Properties in the country are typically more than a fifth larger than in towns and cities. The average rural home is 120 square metres in size compared with 97 sq m in urban areas.
Nitesh Patel, economist at Bank of Scotland, said: “Living in the countryside is an aspiration for many homeowners, attracted by the prospect of a better quality of life, open space and a cleaner environment.
“However, this aspiration comes at a cost with average property values almost a fifth higher than in urban areas.Scottish local authority areas account of three of the top ten most affordable rural areas in the UK.”
Properties in the rural areas of Scotland are typically a third larger than in towns and cities.

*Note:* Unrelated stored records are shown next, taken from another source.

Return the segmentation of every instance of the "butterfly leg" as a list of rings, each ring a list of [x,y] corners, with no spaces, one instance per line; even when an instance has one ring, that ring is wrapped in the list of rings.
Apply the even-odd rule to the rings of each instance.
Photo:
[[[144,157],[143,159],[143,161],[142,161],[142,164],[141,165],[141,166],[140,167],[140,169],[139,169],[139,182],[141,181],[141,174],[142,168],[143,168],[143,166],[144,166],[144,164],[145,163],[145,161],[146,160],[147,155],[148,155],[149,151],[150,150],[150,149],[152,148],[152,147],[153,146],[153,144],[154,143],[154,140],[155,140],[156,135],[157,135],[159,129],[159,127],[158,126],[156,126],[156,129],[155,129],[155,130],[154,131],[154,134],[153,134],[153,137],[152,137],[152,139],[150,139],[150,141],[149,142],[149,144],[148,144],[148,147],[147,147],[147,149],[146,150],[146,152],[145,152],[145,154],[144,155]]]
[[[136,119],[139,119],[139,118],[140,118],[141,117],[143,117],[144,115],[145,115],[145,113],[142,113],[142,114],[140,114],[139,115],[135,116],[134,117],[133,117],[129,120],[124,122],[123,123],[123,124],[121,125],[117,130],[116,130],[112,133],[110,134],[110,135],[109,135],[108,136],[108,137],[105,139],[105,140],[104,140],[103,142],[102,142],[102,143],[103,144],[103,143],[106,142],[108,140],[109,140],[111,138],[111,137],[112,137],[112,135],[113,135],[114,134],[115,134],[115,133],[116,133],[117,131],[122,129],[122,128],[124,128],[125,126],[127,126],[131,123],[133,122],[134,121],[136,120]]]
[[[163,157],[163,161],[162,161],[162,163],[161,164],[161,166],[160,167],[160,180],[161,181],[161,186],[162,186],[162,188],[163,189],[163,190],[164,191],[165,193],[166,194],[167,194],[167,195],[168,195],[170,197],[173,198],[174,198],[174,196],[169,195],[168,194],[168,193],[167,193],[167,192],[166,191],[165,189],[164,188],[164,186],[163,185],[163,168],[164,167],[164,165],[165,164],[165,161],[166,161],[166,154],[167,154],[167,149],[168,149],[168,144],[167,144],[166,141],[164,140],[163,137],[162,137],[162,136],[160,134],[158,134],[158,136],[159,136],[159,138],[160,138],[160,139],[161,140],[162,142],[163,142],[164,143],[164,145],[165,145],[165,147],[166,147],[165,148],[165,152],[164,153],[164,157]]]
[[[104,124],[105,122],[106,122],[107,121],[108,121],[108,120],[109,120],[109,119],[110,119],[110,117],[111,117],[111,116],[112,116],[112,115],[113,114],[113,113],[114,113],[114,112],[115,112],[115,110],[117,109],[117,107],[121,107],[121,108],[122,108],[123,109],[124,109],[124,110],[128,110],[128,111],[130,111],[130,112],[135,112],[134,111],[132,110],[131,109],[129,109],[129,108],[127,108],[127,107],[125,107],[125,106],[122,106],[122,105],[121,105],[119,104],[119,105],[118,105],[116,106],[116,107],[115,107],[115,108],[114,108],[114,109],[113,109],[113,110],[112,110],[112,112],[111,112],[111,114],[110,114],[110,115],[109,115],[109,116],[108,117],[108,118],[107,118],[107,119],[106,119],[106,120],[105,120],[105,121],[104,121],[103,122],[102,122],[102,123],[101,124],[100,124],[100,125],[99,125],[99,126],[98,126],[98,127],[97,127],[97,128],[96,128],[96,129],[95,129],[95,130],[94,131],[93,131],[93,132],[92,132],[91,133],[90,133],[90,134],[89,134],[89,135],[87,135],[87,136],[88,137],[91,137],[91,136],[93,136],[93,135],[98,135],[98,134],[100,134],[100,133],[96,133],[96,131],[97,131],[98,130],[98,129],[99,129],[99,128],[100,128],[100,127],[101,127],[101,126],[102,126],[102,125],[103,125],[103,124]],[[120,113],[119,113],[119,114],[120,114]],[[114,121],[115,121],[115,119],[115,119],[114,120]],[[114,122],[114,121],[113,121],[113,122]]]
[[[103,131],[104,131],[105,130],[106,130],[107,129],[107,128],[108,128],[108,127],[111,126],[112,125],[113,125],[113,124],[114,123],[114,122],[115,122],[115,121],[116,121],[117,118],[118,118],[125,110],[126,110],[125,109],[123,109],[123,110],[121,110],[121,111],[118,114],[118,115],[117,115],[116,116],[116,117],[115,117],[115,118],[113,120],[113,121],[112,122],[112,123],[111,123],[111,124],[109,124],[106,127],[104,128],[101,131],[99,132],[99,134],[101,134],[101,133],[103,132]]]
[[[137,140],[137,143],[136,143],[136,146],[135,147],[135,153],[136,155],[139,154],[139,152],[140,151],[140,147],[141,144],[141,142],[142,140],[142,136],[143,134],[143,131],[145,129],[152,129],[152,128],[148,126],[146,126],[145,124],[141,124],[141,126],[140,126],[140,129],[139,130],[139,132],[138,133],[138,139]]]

The average rural home is 130 sq m in size compared with 100 sq m in urban areas.
East Ayrshire is the most affordable rural area in Scotland, with an average property price of £115,394 – 3.8 times the average local earnings of 30,299.
Dumfries and Galloway and Argyll and Bute also rank in the ten most affordable, UK-wide, with price to earnings ratios of 4.5 and 5.8 respectively.
All of the least affordable rural areas are in the south of England. Overall in rural Britain, the house price to earnings ration is seven.
UK-wide, between 2010 and 2015, the average price of a home in the countryside rose by 13 per cent compared with an average increase of 23 per cent in urban areas. Over the past year, however, the average price of a home in the countryside has risen by 5 per cent compared with an average 8 per cent increase in urban areas – excluding Greater London. Overall, the rural-urban premium has narrowed from 34 per cent – or £52,279 – over the past decade.
The report found that social housing provision is typically lower in rural areas of Britain, with 12 per cent of the housing stock accounted for by social housing compared with 19 per cent in urban areas.